Equipment, which before coronavirus had been branching beyond its core shirting and cashmere jumper lines to reach into fashion looks, is retreating back to core. Miller hopes to nearly double the share of those base styles to 50 per cent of revenue from 25 to 30 per cent. Last month, analysts told Vogue Business that brands able to lean on cross-seasonal pieces will be most protected by sales downturns as customers shun trends.

Gelmart International Industries, a manufacturer of lingerie and loungewear brands including French Connection, Lively and Samantha that sell at retailers including Target and Hudson’s Bay, is looking more closely at its most flexible production model: two factories in the Philippines that make its Lively brand goods. Those factories, owned by Gelmart, were set up to trade efficiency for flexibility in order to respond nimbly to shifts in demand. Factory technicians learn to move from making one design to another rather than churning out the same pattern repeatedly, says Yossi Nasser, Gelmart’s chief executive.

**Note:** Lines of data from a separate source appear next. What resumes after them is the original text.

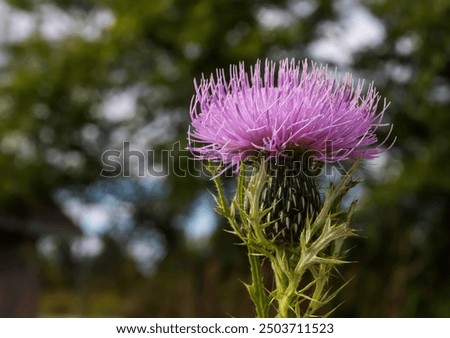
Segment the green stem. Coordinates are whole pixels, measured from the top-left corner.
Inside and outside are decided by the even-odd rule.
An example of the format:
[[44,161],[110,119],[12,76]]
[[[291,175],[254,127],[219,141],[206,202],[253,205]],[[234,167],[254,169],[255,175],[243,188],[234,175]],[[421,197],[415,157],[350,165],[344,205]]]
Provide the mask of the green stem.
[[290,297],[287,294],[287,288],[289,284],[289,276],[287,275],[285,262],[283,261],[283,257],[280,256],[279,250],[274,252],[274,255],[271,256],[271,265],[272,271],[274,273],[275,279],[275,289],[273,293],[273,297],[277,302],[277,317],[279,318],[289,318],[289,304]]
[[276,250],[275,259],[272,260],[272,269],[275,274],[275,294],[277,301],[277,317],[292,318],[300,317],[300,313],[295,310],[296,291],[303,273],[296,273],[293,266],[286,258],[283,250]]
[[255,304],[256,317],[268,318],[268,301],[264,291],[263,275],[261,273],[261,260],[253,252],[251,247],[248,248],[248,260],[250,262],[250,270],[252,273],[252,284],[248,286],[250,297]]

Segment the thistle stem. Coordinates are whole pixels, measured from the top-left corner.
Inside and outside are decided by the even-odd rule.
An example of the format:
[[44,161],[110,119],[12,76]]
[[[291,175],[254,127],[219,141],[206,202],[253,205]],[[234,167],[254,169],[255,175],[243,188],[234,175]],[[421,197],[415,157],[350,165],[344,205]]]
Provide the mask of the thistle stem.
[[276,281],[275,299],[277,300],[278,303],[277,318],[298,317],[294,315],[293,313],[294,311],[291,306],[294,295],[290,291],[292,290],[292,287],[289,287],[290,283],[286,285],[285,283],[280,283],[279,279],[276,279],[275,281]]
[[267,295],[264,290],[263,275],[261,272],[261,260],[251,247],[248,248],[248,260],[252,274],[252,284],[248,286],[250,297],[255,304],[257,318],[267,318],[268,303]]
[[306,262],[297,256],[293,262],[292,258],[286,257],[282,249],[277,249],[272,259],[272,270],[275,275],[274,299],[277,302],[278,318],[300,318],[300,307],[298,304],[297,291],[306,271]]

“We didn’t want efficiency to be so high. We wanted the factory to be extremely capable of switching SKUs,” says Nasser, who says that Gelmart’s sales range between $150 million and $250 million annually. The Lively factories run at 60 to 65 per cent efficiency measures, compared with 85 per cent at the large factories elsewhere in Asia that produce Gelmart’s other apparel. The more nimble production process is particularly attractive now that the company’s executives are working up scenarios for going forward in a coronavirus economy and gauging were there is likely to be pent-up demand, or demand from certain types of customers, like the Gen Z consumers who continue to shop more than their elders, Nasser says, judging by sales in its juniors department.

Time to reset

There are even those who see the disarray caused by coronavirus as creating an opportunity that might have otherwise taken years.

At roughly the same time Miller was maximising his company’s shipments to department stores, Lawrence Lenihan and his team were minimising shipments to wholesalers by offering to cut production immediately. Lenihan is the founder and chairman of Resonance Companies, backer and producer of brands including Tucker by Gaby Basora, Little Minkoff by Rebecca Minkoff and JCRT. “In mid-March we called Tucker retailers and said we assume you will want to cancel your order. That’s fine,” says Lenihan. Resonance’s just-in-time production model allowed the brand to halt operations without being saddled with markdown inventory.

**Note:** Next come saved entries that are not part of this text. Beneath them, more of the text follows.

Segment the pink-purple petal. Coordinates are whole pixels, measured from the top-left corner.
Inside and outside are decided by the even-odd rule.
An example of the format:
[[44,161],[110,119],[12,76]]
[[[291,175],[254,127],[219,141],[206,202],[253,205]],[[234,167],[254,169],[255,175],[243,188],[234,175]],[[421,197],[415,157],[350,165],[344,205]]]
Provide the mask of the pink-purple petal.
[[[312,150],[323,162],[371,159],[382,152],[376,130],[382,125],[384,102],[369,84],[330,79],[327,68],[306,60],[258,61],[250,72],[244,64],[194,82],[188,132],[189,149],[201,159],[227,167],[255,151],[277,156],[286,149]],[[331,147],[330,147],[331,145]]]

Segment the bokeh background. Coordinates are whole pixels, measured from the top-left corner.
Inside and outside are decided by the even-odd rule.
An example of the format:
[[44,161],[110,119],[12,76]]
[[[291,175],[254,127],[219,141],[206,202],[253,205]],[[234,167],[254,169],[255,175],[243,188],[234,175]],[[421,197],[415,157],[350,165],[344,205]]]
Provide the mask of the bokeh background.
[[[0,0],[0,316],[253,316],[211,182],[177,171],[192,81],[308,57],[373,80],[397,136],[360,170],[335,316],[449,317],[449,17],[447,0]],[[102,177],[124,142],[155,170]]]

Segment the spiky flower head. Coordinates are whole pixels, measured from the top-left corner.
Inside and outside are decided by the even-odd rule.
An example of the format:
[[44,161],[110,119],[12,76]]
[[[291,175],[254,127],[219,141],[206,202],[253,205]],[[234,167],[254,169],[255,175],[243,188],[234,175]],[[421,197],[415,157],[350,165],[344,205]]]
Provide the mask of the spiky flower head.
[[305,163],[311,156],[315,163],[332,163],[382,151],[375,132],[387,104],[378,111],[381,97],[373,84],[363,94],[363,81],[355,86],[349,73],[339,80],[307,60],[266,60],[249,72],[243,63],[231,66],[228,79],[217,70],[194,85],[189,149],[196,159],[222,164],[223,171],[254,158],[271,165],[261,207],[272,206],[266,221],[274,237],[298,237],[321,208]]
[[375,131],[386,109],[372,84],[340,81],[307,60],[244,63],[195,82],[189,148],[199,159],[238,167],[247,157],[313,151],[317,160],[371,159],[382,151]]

“If you asked me to trade having no inventory with having inventory that I won’t be able to sell pretty soon, I’ll take the former,” Lenihan says.

Lenihan is moving aggressively to expand Resonance Industries’ production from its single factory in the Dominican Republic by breaking ground on another large manufacturing facility and two smaller sewing factories (he calls them “nodes”) in the US by the end of July.

An entrepreneur and former venture capitalist who was a seed backer in Shopify and Pinterest and a primary backer of the Tommy John men’s apparel label, the self-funded Lenihan says he expects the pandemic to draw as many as 20 more brands to Resonance’s production platform by year end. Resonance prints, cuts and sews garments and ships them out the door within six days of orders being placed, using a cloud-based platform and a proprietary factory design.

“It’s a trillion dollar industry and it’s completely broken. Thirty per cent of all products made in this industry are never sold,” Lenihan says. “Our time is now.”